Una imagen cotidiana: una moto destrozada sobre la vía contraria, un automóvil con daños severos en la parte delantera, policía, ambulancia, agentes de tránsito, un hombre lanzado arena sobre el aceite regado en la vía. Alto de Las Palmas, jueves, a las siete de la mañana. Y un trayecto breve al aeropuerto muestra un puñado de casos en los que pudo suceder algo parecido. Una señora que cruza corriendo los dos carriles de la vía, un automóvil pequeño haciendo adelantos en curva, motos sobrepasando por derecha, grupos de ciclistas recreativos en racimo (sin procurar una fila).
Los datos recientes de la accidentalidad vial en Colombia muestran que 700 mil personas estuvieron involucradas en accidentes de tránsito en el 2016. Todo Bello más Copacabana o, para cambiar de geografía, el equivalente a toda la población de Pereira. El 51% de los muertos en accidentes de tránsito fueron motociclistas, el 25% peatones, 8% automovilistas, 5% ciclistas. Según Diego Laserna, la legislación nacional y la permisividad de las autoridades contribuyen a esta calamidad (“Motos: más y más peligrosas pero con descuento en el SOAT”, La silla vacía, 19.10.17). Si continúa esta tendencia pronto se convertirá en el principal problema de salud pública del país.
Tiene muchas aristas este asunto y ahora quiero especular con una probable y poco analizada.
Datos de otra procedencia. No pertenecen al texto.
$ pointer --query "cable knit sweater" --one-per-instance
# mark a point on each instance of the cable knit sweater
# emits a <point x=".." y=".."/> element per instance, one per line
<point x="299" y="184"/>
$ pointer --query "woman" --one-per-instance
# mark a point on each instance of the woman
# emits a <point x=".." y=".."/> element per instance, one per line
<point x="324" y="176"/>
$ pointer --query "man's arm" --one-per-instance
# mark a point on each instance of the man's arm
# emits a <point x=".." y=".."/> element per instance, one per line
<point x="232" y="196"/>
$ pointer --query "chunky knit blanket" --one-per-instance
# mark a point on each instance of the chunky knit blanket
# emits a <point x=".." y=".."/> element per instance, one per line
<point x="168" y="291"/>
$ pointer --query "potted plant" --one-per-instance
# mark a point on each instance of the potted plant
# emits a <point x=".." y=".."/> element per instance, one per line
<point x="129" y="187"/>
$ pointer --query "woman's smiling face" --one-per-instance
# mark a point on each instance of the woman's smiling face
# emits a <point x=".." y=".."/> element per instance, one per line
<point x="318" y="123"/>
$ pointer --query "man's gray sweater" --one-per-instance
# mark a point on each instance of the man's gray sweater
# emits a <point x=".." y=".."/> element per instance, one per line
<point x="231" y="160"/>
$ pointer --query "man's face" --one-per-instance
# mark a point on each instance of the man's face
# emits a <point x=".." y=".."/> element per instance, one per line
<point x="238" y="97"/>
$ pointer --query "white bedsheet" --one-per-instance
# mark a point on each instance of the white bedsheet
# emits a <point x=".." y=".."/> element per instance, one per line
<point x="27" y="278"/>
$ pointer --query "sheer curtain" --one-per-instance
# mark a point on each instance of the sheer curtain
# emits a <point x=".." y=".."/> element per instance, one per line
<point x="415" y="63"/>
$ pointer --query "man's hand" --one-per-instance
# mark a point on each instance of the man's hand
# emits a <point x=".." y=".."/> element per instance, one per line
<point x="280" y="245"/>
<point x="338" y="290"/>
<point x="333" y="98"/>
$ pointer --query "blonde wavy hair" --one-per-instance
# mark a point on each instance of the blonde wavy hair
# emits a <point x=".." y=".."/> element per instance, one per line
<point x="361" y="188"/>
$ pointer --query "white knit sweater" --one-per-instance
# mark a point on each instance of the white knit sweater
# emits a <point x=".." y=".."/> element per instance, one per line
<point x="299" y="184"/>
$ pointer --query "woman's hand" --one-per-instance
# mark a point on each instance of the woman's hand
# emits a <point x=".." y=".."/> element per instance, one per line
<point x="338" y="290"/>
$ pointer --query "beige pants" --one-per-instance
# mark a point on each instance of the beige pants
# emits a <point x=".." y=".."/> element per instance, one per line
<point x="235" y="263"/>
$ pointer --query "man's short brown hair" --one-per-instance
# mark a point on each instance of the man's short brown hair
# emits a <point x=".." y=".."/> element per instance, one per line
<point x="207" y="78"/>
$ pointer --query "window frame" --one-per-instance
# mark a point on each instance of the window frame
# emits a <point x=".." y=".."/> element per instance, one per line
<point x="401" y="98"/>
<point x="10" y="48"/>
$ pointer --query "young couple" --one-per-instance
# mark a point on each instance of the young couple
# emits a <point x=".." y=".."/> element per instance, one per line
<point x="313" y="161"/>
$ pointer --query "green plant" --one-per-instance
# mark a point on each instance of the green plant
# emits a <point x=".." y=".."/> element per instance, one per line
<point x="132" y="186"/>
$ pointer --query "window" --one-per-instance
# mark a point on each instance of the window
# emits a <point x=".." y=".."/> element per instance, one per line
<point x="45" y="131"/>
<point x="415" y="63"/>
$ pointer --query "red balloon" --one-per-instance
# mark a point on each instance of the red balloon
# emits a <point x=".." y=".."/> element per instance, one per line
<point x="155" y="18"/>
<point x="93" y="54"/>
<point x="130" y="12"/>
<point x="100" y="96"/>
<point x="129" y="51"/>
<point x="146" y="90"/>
En uno de sus últimos escritos, el sociólogo francés Pierre Bourdieu (1930-2002) analizó la agresividad en las barriadas pobres de París y habló de “juegos casi suicidas”. Actividades temerarias en las que las personas ponen en juego la vida estúpidamente. Estos juegos van más allá de la búsqueda de adrenalina por parte de los jóvenes y parecen canalizar los impulsos bloqueados para hacer uso directo de la violencia física contra terceros, castigada con severidad por parte de los Estados como el francés.
Entre nosotros muchos de estos juegos casi suicidas son también casi homicidas. La mayoría de ellos están relacionados con el abuso de los automotores pero allí pueden caer también los desafíos peligrosos que circulan por redes sociales (el juego de la ballena azul, por ejemplo) y otras prácticas relativamente nuevas. Pareciera que la domesticación de la violencia mafiosa y la casi desaparición de la violencia política ejercida por grandes organizaciones estuviera cediendo el lugar a un tipo de violencia sutil, menuda, molecular –diría Enzensberger. Una violencia celebrada, expresión del machismo aunque no exclusiva de machos (pululan las mujeres en estas).
Además, se trata de una violencia que no se reduce a un segmento social como los barrios pobres o marginales. Violencia aérea, casi invisible porque parece audacia, diversión, simple imitación de los modelos de la publicidad y el cine. La baja tasa de homicidios en los barrios ricos deberíamos ajustarla con los datos que arrojan los juegos casi suicidas. Probablemente descubriríamos las capilaridades de la violencia, su microfísica.